各地で学習会・説明会を開催
一緒に審査請求をしよう!
東京/埼玉
厚生労働省が行った2013年からの生活保護基準の引き下げは、昨年6月に最高裁で違法と判断されましたが、厚労省は最高裁の判断を無視し、補償額を半分に値切った対応をしています。この対応などに対し全国で審査請求を行うことを決め各地で原告や生活保護利用者を対象とした審査請求を行うにあたっての学習会や説明会を開催しています。東京の世田谷生活と健康を守る会と埼玉県生活と健康を守る会連合会からの報告です。
説明会で会員増も
東京・世田谷生活と健康を守る会
世田谷生活と健康を守る会は3月20日、烏山(からすやま)区民センターでの説明会を皮切りに、4月4日までに区内5か所で厚労省のいのちのとりで裁判(生活保護基準引き下げ違憲訴訟)の対応に関する説明会を開催しました。会員外を含め延べで20人近くが参加しました。
参加者の中には、最高裁で勝訴したことや補償(追加給付)があることを知らなかった人もいました。補償が半分に値切られたことを知った人から質問が相次ぎました。
この説明会で、世田谷守る会として「守る会の存在を知ってもらうことや会員や読者を増やしたい」という思いや「物価が高騰しているのに生活保護費が上がらないため、生活保護利用者はやり繰りに困っている」ことも配慮し、「追加給付を受けた段階で入会してもらえないか。一緒に審査請求をしよう」と呼びかけると、1人が入会しました。
世田谷区での追加給付は7月〜9月頃ではないかと思われています。その時期に再度説明会を開催し、不服審査請求を呼びかけ、会員を増やしていきたいと考えています。
(田川英信通信員)
時間は二度と戻らない
埼玉県生活と健康を守る会連合会
埼玉県生活と健康を守る会連合会を含む3団体で構成する「生活保護基準引下げ反対埼玉連絡会」は4月3日、「生活保護基準引下げ違憲訴訟最高裁判決を受けて補償はどうなる?学習会&相談会」を開催し、70人が参加しました。
講師のいのちのとりで裁判全国アクション事務局の田川英信さんは行政訴訟で原告勝利という快挙がなぜできたのか、厚生労働省が恣意(しい)的で欺瞞(ぎまん)に満ちた引き下げを行ったかを「原告や弁護団などが暴くことで勝利につながった」と述べました。

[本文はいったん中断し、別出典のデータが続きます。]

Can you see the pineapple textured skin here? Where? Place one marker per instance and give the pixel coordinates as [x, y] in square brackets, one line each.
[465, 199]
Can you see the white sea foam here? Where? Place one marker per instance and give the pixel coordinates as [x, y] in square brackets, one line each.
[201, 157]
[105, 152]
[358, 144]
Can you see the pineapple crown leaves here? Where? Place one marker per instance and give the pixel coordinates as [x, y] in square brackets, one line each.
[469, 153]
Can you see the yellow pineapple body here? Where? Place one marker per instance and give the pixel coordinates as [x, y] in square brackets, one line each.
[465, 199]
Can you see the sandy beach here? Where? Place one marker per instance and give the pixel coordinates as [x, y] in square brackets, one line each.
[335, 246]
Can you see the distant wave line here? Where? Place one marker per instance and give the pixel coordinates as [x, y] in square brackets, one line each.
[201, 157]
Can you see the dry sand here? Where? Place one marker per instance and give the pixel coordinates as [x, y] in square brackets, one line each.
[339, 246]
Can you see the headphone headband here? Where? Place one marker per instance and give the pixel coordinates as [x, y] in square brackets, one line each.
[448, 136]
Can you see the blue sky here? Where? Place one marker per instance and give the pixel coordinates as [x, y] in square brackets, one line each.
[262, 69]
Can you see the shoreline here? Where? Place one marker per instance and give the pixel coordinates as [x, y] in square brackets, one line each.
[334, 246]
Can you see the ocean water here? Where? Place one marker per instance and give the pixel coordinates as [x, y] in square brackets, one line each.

さらに「最高裁勝訴判決後、厚労省は原告に謝罪せず、示した追加給付の内容はゆがみ調整は2分の1を含めそのまま実施。給付すべき額を半分にし、原告とそれ以外の利用者への給付額を差別するなど、生活保護利用者をあなどる対応をしている。審査請求で闘おう」と呼びかけました。
原告は「一緒に闘う仲間がいるからやってこられた」「引き下げであきらめざるを得なかったことや時間は二度と戻らないが、運動は続くので頑張りたい」と述べました。